0
votes

I'm using Apache Drill (v1.10.0) Windows embedded to connect to S3, but am having issues querying successfully unless I use the Drill Explorer client

The ODBC connection works (connection string below)

CastAnyToVarchar=true;
Catalog=s3citibike;
Schema=default;
HandshakeTimeout=5;
QueryTimeout=180;
TimestampTZDisplayTimezone=local;
NumberOfPrefetchBuffers=5;
StringColumnLength=1024;
ConvertToCast=false

If I use Drill Explorer (direct to Drillbit), I can see the files in s3citibike.default, and view the data (see attached image) but for some reason I cannot see my files when using ODBC with another client such as Excel.

I can query using sqline, for example the below query returns the dataset sucessfully

SELECT * FROM `s3citibike`.`default`.`./201307-citibike-tripdata.csv` LIMIT 100;

I'm kind of guessing I'm just not specifying the folder path correctly, but I've been looking around for a while, tried Catalog = DRILL, schema = s3citibike.default, no avail.

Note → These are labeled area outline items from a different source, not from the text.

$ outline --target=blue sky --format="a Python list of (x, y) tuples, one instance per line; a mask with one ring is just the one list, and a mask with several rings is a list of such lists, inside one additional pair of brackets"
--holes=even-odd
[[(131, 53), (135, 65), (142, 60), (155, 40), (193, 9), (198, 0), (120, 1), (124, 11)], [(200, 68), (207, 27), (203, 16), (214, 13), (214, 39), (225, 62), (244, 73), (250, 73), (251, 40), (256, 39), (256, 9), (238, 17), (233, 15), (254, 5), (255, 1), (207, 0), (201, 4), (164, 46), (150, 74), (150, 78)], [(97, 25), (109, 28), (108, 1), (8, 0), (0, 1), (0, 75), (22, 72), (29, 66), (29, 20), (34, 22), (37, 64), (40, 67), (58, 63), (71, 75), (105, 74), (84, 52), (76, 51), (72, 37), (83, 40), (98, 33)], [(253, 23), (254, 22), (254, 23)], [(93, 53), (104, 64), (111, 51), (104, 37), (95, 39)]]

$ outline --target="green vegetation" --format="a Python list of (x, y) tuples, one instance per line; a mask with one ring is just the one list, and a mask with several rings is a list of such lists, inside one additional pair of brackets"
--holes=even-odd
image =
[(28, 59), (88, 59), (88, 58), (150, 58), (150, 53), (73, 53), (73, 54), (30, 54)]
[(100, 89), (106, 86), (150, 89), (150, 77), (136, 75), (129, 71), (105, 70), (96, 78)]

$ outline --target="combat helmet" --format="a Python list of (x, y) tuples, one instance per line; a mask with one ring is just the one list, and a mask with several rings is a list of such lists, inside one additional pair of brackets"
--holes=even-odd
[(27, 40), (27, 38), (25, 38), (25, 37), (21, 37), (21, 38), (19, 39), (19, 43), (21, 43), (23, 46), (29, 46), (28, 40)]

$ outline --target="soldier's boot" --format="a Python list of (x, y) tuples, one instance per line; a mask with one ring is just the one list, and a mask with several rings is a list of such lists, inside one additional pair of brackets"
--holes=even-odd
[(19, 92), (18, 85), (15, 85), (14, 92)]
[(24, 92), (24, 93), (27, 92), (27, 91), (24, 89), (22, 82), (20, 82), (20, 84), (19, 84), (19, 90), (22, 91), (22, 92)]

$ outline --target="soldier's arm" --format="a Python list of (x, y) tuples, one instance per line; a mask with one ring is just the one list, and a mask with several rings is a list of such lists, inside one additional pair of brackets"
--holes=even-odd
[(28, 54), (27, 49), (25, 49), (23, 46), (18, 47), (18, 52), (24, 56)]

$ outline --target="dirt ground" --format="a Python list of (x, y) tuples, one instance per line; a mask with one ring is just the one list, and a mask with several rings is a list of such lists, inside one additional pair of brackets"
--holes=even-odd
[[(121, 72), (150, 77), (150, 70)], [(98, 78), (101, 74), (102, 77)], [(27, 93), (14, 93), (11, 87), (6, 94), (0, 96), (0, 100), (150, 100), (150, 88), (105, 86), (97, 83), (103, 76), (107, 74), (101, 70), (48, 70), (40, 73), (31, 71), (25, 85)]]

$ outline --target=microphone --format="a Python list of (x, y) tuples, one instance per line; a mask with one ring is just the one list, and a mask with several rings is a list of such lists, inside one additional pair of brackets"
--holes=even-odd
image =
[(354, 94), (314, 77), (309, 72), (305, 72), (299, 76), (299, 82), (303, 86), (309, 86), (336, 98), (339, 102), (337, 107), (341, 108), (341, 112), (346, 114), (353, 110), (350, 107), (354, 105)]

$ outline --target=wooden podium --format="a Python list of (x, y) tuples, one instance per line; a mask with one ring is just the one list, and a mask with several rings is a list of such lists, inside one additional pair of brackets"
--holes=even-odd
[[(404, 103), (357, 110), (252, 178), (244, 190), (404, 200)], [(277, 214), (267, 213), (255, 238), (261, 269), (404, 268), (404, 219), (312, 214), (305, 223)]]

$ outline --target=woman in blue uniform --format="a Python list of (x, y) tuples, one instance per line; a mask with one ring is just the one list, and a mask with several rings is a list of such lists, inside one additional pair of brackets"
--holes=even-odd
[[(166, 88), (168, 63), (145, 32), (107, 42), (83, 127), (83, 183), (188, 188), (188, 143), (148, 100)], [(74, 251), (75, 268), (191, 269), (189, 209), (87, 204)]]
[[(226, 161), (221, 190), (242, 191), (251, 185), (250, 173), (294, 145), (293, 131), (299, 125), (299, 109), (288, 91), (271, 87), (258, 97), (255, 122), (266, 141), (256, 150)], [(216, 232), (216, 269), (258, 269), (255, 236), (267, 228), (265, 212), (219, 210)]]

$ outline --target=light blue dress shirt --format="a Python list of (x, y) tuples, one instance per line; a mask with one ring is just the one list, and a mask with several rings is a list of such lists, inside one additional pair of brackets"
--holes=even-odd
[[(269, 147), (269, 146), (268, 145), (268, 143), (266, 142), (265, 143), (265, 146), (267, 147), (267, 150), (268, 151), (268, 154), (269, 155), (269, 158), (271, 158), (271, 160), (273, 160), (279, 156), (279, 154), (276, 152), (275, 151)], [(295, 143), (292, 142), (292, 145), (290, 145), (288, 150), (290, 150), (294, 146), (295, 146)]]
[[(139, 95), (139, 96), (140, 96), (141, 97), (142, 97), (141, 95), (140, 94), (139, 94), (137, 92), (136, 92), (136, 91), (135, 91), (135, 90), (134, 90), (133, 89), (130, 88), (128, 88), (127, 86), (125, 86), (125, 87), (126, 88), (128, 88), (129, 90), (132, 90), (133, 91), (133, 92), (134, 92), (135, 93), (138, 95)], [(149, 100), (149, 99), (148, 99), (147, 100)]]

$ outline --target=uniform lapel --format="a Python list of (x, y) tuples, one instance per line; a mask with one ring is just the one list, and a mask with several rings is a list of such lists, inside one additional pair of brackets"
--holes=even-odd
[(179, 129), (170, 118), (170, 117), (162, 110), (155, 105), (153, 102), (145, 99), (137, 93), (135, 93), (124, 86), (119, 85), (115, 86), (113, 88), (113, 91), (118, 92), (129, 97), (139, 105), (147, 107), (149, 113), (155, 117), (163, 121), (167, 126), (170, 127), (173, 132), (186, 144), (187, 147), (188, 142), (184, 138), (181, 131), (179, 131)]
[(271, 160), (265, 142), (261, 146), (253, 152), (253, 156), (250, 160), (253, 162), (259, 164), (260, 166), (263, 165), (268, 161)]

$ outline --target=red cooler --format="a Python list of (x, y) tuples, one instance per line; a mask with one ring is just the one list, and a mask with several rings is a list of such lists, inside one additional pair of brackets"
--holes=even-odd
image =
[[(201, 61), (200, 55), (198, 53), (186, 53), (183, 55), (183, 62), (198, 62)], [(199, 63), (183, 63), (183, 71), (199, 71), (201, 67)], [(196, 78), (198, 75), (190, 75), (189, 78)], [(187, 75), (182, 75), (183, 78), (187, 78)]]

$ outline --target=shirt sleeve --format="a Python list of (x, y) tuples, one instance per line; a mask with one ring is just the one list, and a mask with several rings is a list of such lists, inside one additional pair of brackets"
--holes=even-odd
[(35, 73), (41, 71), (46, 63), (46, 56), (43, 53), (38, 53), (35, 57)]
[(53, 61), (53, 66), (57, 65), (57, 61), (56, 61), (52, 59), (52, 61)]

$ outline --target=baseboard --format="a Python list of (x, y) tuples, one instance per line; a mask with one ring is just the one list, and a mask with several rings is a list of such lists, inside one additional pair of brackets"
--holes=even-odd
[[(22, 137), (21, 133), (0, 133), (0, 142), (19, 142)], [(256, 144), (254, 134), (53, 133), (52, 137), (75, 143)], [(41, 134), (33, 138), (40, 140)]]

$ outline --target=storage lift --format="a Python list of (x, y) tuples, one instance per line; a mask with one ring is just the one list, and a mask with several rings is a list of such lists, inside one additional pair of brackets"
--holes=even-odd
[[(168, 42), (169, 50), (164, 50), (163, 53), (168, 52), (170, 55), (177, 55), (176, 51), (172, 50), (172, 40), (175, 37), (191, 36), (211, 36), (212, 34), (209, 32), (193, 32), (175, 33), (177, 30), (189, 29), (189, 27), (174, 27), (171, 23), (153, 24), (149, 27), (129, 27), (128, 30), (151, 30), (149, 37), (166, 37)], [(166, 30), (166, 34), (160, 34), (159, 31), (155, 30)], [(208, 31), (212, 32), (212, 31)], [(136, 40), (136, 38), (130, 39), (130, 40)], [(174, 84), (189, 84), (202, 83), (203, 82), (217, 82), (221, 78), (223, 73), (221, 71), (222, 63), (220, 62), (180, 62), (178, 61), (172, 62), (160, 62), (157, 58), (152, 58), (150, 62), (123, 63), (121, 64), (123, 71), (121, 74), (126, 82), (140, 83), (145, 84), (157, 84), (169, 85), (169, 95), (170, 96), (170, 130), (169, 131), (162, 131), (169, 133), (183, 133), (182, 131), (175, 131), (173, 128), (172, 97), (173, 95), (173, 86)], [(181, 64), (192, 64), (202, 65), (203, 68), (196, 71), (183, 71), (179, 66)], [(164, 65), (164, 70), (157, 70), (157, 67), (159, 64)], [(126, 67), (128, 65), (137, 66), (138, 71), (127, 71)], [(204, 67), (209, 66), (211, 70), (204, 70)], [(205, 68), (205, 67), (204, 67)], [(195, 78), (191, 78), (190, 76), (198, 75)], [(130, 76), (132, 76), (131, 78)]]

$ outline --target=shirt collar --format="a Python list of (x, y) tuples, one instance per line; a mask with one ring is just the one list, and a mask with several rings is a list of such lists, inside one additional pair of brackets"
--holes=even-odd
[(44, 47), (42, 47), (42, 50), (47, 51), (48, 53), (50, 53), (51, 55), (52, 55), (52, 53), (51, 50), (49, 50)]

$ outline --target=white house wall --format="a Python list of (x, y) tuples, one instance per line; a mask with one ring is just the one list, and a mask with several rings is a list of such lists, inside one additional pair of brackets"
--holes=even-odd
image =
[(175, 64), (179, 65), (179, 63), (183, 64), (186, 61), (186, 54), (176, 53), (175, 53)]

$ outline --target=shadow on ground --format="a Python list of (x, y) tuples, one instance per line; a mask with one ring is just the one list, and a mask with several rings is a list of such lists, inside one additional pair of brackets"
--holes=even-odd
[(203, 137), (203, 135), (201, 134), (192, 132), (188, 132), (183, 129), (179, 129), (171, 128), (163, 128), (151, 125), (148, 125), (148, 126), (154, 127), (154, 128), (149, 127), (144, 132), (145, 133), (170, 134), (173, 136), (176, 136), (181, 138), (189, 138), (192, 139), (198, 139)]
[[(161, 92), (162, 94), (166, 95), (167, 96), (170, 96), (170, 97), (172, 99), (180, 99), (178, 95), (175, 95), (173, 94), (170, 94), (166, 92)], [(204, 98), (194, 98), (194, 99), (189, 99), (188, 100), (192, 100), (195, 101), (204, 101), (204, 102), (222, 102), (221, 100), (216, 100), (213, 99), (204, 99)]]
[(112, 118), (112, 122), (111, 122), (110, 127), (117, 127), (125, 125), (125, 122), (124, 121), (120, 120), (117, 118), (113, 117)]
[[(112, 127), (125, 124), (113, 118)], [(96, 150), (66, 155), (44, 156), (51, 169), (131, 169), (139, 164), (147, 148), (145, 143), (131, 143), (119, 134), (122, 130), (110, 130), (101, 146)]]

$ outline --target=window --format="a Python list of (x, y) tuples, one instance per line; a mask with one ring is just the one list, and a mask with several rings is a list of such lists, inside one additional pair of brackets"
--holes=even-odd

I'd try the drill-jdbc-all-1.10.0.jar JDBC driver for my client, but understand it doesn't work with embedded Windows

I was just asked by one of my sales guys if I could get this working for a customer meeting in a couple of hours where an inability to query S3 via Apache Drill ODBC or JDBC is a dealbreaker.

Can anyone see where I'm going wrong?

enter image description here

Thanks and regards, Jack

1

1 Answers

1
votes

Got some feedback from the Apache Drill user group

"With tools like Excel you will either have to figure out how to enter custom SQL, or if you want the data to be more visible to these tools you will have to create Drill Views and then reference these views from the tool via ODBC/JDBC. Properly define the column name and data types in the Views to make it easier for the end user/tool to process the data (this way you push the work to Drill)."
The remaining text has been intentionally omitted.